Whenever I visit these restaurants I’m always torn between the old favourites and the newer dishes and while I have tried the newer dishes on occasion, I’m somewhat inevitably drawn to the old favs. Isn’t that why we go back, again, and again?
Another contributing factor to their success I suspect is the extent to which they have embraced social media. Many of the eateries on the strip have an active social media strategy where we are bombarded, and pleasurably so, with photos of the delectable and the divine; enticing us to try them. Here’s a selection! Clockwise from left: Dizengoff plum cake, Mekong Baby curry, Ponsonby Road Bistro steak and yummy potatoes, Gusto Italiano bruschette (the best) & calamari.
And I wanted to comment on another aspect of the dining options on the strip. There are two, what I would call, food halls on Ponsonby Road – not wishing, of course, to denigrate either by calling them food halls. The Ponsonby International Food Court, to give it its full title, is, in my experience, a most satisfactory destination for a quick meal. Granted it is an older style “food hall” but the eclectic range of high quality food on offer surprises and satisfies. I’ve never had a bad dining experience there and we would go at least once a fortnight.
And weren’t we all pleased to see that grotty old building on the corner of Richmond Road morph into the fabulous Ponsonby Central with its wonderful array of fine eateries – Blue Breeze Inn, Burger Burger, Dantes Pizzeria, Tokyo Club, Toru, Chop Chop, Foxtrot Parlour, Bedford Soda & Liquor, El Sizzling Chorizo and Maldito Mendez. I love them all.
And here’s a selection of treats (from top clockwise): Gorgeous assortment from Blue Breeze Inn, Foxtrot Parlour best pies (sorry about the photo but I only remembered to take it after I started haha), Burger Burger but of course.

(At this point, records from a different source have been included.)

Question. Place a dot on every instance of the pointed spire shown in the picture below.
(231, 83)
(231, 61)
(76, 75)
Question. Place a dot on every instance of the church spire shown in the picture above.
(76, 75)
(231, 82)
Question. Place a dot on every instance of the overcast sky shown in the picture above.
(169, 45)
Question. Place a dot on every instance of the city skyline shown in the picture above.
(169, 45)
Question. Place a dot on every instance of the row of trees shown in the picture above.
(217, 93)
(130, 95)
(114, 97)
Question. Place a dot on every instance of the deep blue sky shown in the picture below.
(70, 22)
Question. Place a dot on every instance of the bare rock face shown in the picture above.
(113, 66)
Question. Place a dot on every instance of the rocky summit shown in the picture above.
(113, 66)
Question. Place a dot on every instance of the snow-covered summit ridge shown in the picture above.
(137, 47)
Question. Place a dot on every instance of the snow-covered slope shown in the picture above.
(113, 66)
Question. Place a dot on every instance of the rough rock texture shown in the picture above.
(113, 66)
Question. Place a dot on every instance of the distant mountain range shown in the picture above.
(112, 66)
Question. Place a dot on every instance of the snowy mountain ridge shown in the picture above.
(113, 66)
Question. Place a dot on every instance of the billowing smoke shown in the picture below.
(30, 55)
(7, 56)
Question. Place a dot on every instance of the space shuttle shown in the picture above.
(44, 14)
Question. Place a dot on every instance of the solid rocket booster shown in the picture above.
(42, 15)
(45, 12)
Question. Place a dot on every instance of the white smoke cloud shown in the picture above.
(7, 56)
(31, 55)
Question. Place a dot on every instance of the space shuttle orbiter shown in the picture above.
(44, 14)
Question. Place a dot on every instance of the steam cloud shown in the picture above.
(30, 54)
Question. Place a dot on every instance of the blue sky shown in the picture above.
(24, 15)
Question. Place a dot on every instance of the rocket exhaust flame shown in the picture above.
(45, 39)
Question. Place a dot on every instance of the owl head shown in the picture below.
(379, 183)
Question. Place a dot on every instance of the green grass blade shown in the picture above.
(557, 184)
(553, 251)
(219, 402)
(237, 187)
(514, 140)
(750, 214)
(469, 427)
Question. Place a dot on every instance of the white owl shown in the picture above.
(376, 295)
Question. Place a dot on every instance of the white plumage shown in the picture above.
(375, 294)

And now for a bit of history. If my memory serves me well, an early trip to Ponsonby Road for us was to dine at the famous Ivan’s.
Ivan’s was a casual restaurant, located where Chapel Bar & Bistro now is, which operated between 1964 and 1995. It offered simple, affordable food like sausages, steak and chips, eggs and buttered white bread right up until it closed in 1995. I can still taste the half a dozen battered oysters I had as a side dish with my steak, eggs and chips!
Yes some of you might remember Ivan’s but do you recall what came next before Luke Dallow opened Chapel in 2005! Well let me help. Ivan’s closed in 1995 and up popped the Anglesea Grill which had an 8 year run before being replaced by Charlie White’s for a short time and then it was transformed into Chapel.
So I got a bit interested in the history of Ponsonby Road restaurants and in researching this topic I came across a fantastic post by Jesse Mulligan on his Auckland Food Blog from June 2011 titled Auckland’s Best Restaurants, August 1980. Jesse’s post was based on a list of Auckland restaurants provided to him by an old corporate colleague. The list was dated August 1980. I’m not sure if the list was conclusive; perhaps it only included the top end as it was compiled to inform the corporate lunch set back then! Notwithstanding that caveat, according to the list there were only 11 restaurants on Ponsonby Road.
Goodness me hasn’t the landscape changed. The names are very evocative of the era and include some very (in)famous eateries – Toad Hall where Prego is, Bronze Goat where Mad Mex currently is on the corner of Pollen St, Carthews where Tin Soldier now is, Deerstalker on the site currently occupied by the recently opened Ponsonby Workingmen’s Club, Oblios where Bolliwood is now, Orsinis in the now beautifully restored Allendale House on the corner of Crummer Street (now home to the ASB Community Trust) and Wheelers at the current Freeman & Grey address. And not to mention Bistro 260, Café 161, L’Escargot D’Or and Pabulum rounding out the 1st Eleven. Just writing this I am slightly overwhelmed by the memories of what were iconic restaurants of their time.